If you’re new to Mystery Dancer, welcome! The best place to start is at the beginning and go from there.
Since I wrote the last post, I have corresponded by e-mail with a reference librarian at the Academy of Motion Picture Arts and Sciences (the “Academy Awards” organization). I was disappointed to learn that she found in her sources neither a movie called “Maui” filmed in the late 1920s or early 1930s, nor a mention of Ursula.
Of course, I have searched the IMDB.com movie database for Ursula (and Claire, her middle name) Cheshire, and come up blank. This makes sense, even if Ursula was “in the movies.” The librarian told me:
“Many performers were not credited in early films. Those without speaking roles, and musicians in particular, are often uncredited as well. This was common for a rather long time. Some researchers have been able to properly credit performers when they were not credited by the studios. If she was not an actress, as well, it might be rather difficult to find any mention of her…”
Trying a different research tack today, I type Ursula’s Hollywood address, 1967 N. Bronson Ave., into Google search. (I had previously found out where she lived from the California Voter Registration lists of 1926 and 1930 ). Among a bunch of irrelevant real estate results, I get a hit for a book published in 2015 entitled, “The Movieland Directory: Nearly 30,000 Addresses of Celebrity Homes, Film Locations and Historical Sites in the Los Angeles Area, 1900-Present.” Apparently, Ursula’s address is listed in this publication.
Hmm, this is intriguing.
I click on the link and start reading the directory entry for that address. The first word that jumps out at me is “Wanda,” and I feel a little disappointed; this first name means nothing to me. But then I see her last name: “Cheshire.” Wait a second! Could this be Ursula? The timing is right—the entry indicates that the author confirmed the address using the 1930 U.S. Census and notes Wanda’s occupation as “singer.”

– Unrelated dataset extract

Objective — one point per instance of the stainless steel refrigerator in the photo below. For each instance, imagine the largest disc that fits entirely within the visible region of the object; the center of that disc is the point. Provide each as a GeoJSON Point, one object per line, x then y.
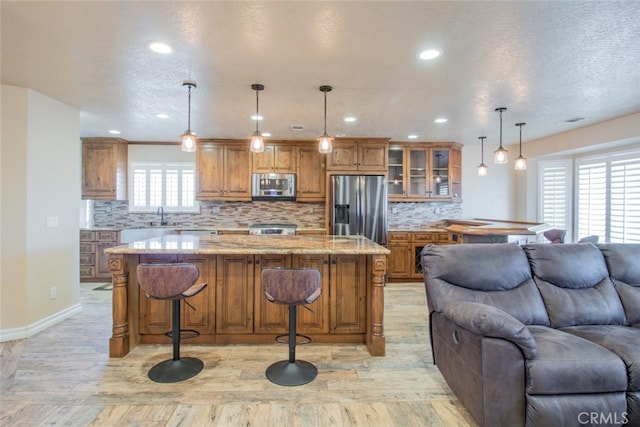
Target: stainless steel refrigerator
{"type": "Point", "coordinates": [358, 206]}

My excitement returns. I know of no Wandas in the Cheshire family; is it possible Ursula picked that as a stage name? Or is this a random person with the same last name and same occupation living at the same address at the same time as Ursula? That seems unlikely; a mistaken identity would be more plausible.

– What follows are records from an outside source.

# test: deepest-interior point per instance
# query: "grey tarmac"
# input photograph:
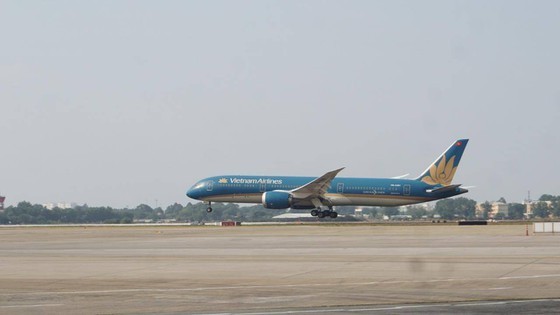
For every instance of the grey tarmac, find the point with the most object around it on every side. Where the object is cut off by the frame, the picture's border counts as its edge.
(292, 269)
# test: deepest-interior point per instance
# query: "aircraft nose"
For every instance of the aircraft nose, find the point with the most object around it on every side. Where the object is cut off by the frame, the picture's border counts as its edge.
(191, 193)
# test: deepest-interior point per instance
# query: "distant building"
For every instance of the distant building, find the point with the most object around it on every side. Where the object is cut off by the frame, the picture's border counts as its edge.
(498, 207)
(60, 205)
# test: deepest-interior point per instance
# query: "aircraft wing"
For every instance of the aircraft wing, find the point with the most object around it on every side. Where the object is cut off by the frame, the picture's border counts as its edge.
(444, 188)
(317, 187)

I have to see the source of this information—the 1930 Census listing—for myself. I go to Ancestry.com, input the Bronson Avenue address and “Cheshire” and click “Search.” Appearing in a typed sans-serif font, the first result from their database says not “Wanda,” but rather “Evranla” Cheshire. OK, that’s an odd name—but this person’s parent is listed as “Clara,” Ursula’s mother’s name, and the birth year is around the right time.
I click on the “View Image” icon so I can see the original census form. There it is. On April 14, 1930, a Los Angeles census taker wrote in pen on Sheet no. 16A, line 5 a name that Ancestry interpreted as “Evranla” and the “Movieland Directory” author as “Wanda.” The cursive scribble does seem a bit difficult to decipher if you don’t know what you’re looking for, and I can see how someone might give it their best shot and land on those other names. But I am looking for the letters U-R-S-U-L-A, and see them clearly: “Ursula” (or, at worst, “Ersula”). Above that entry, line 4 lists her mother, Clara, and all the correct corresponding information, confirming this is our gal.
With my index finger, I trace across the long line of Ursula’s demographic information to the Occupation and Industry categories, where the census taker has written, respectively, “Singer” and “Motion Pictures.” Aha! Another piece of evidence that Ursula was “in the movies.” (Whether she actually appeared in any released films may have to remain a mystery.)
It’s curious that the “Movieland” author included her in his directory about “celebrities.” In addition to the information it gleaned from the original census form, the book notes that Ursula (“Wanda”) worked on “silent and sound films,” and was a “studio employee.” Did the author gather this further information from another source, or did he extrapolate it from the census answer “Motion Pictures”? I’m going to try to track him down and find out! I’ll let you know what (if anything) transpires.